Set in 1940, the book is Olson's nonfiction account of London during World War II, when former New Hampshire Governor John Gilbert Winant was appointed Ambassador to England to replace Joseph Kennedy. At that time, Edward R. Murrow had already been broadcasting from London for three years.
Shortly after Winant's appointment, President Roosevelt sent Averill Harriman to London to study the question of Lend-Lease so badly needed by the blitz-bombed Londoners. England was the last country not overrun by Hitler's armies, and aid from the United States was crucial to England's survival.
Of course, General Dwight Eisenhower was key to the allied successes in the war and following the conflict was persuaded to run for President of the United States on the Republican ticket in the 1948 election. The Republican Convention was held in Philadelphia that year.
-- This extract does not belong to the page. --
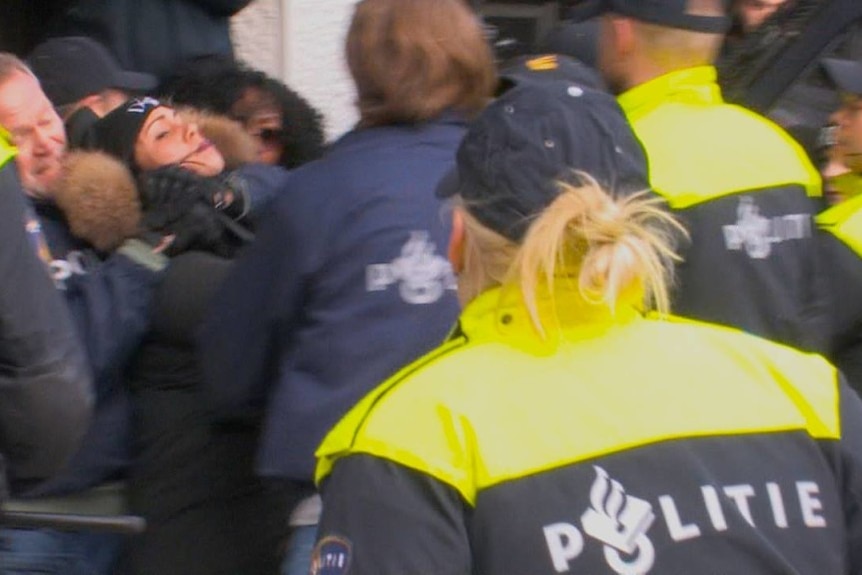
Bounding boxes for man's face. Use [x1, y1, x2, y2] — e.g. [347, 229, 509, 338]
[830, 94, 862, 173]
[734, 0, 787, 33]
[0, 70, 66, 197]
In 1946, at the age of 17, I had begun my working career as an entry-level Remington Rand keypunch operator in the Trust Department of Philadelphia's largest bank, The Pennsylvania Company for Banking and Trusts. My job was to enter the purchases and sales of stocks and bonds in and out of customers' trust funds.
The keypunch machines were large and gave off a lot of heat, which in those pre-air conditioning years in Philadelphia summers was almost overwhelming. The summer of 1948 was an exciting time as we anticipated the arrival of Candidate Eisenhower to officially accept his party's nomination for President. His motorcade was scheduled to come right down Chestnut Street where the bank's two 25-story buildings faced each other on opposite corners of 15th and Chestnut.
For days I and my fellow keypunch operators (we called ourselves "Mill Dollies") collected the tiny round punches that dropped into a receptacle each time we hit a keystroke on the keyboard. By the time Ike's arrival day came, we each had collected bags full of punches.
The air was full of excitement – both on the sidewalks and 24 floors up in our tiny office. Fortunately three windows faced Chestnut Street and we risked the wrath of our supervisor to hang far out the windows and watch for the WWII hero to appear.
And suddenly there he was! One by one we emptied our bags out the windows in joyous welcome. The irony of it all was the wind that always whistled its way up and down Philadelphia streets carried our punches up, up and away blocking our view of the general and his motorcade.
Nevertheless, in the Philadelphia Evening Bulletin that night was a picture of what the paper referred to as confetti, but we all knew it was our punches swirling in the sky in front of the bank. We were vindicated!
It took all these words to recommend the "Citizens of London"; but anyone who remembers that historic time and place will find this book an absorbing and enlightening read.